C’est le même genre de provocations qui a fait la notoriété d’Éric Zemmour (sauf que les « duels » ont lieu désormais sur les plateaux de télévision). Cette logique a bien sûr été amplifiée par la naissance des chaînes d’information en continu et des réseaux sociaux. Il faut toutefois souligner qu’il s’agit surtout désormais d’une violence verbale. (...)

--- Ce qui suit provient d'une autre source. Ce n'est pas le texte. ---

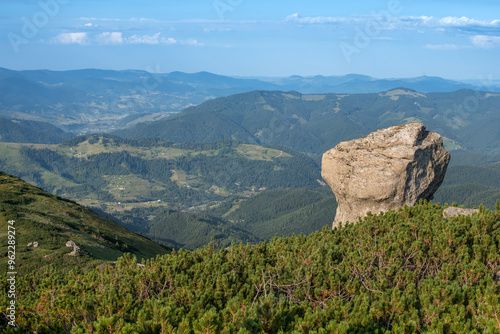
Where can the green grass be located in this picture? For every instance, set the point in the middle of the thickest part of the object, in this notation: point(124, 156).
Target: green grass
point(52, 221)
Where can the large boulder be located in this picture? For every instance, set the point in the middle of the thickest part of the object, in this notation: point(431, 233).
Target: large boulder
point(385, 170)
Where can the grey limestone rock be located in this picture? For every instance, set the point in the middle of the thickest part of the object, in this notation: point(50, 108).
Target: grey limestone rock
point(385, 170)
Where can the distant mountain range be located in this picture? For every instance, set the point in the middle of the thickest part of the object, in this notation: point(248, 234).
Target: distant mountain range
point(314, 123)
point(51, 222)
point(92, 100)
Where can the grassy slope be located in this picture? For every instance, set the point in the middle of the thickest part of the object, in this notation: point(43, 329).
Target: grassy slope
point(52, 221)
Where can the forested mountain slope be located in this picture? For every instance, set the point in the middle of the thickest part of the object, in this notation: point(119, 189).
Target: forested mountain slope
point(400, 272)
point(52, 222)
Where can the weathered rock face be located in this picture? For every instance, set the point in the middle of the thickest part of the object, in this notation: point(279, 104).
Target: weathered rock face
point(385, 170)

Mon hypothèse est que la forme du clivage droite/gauche est toujours dépendante du système de communication qui domine à une époque donnée. L’opposition entre partis de droite et partis de gauche est née à la fin du XIXe siècle, au moment même où s’est imposée la presse écrite. Les journaux ont servi à relier les individus appartenant à un même parti, voire à un même électorat. On peut penser que le développement des réseaux sociaux est en train de reconfigurer les formes d’interdépendance qui lient les citoyens à ceux qui les représentent en transformant du même coup la définition des clivages entre la droite et la gauche.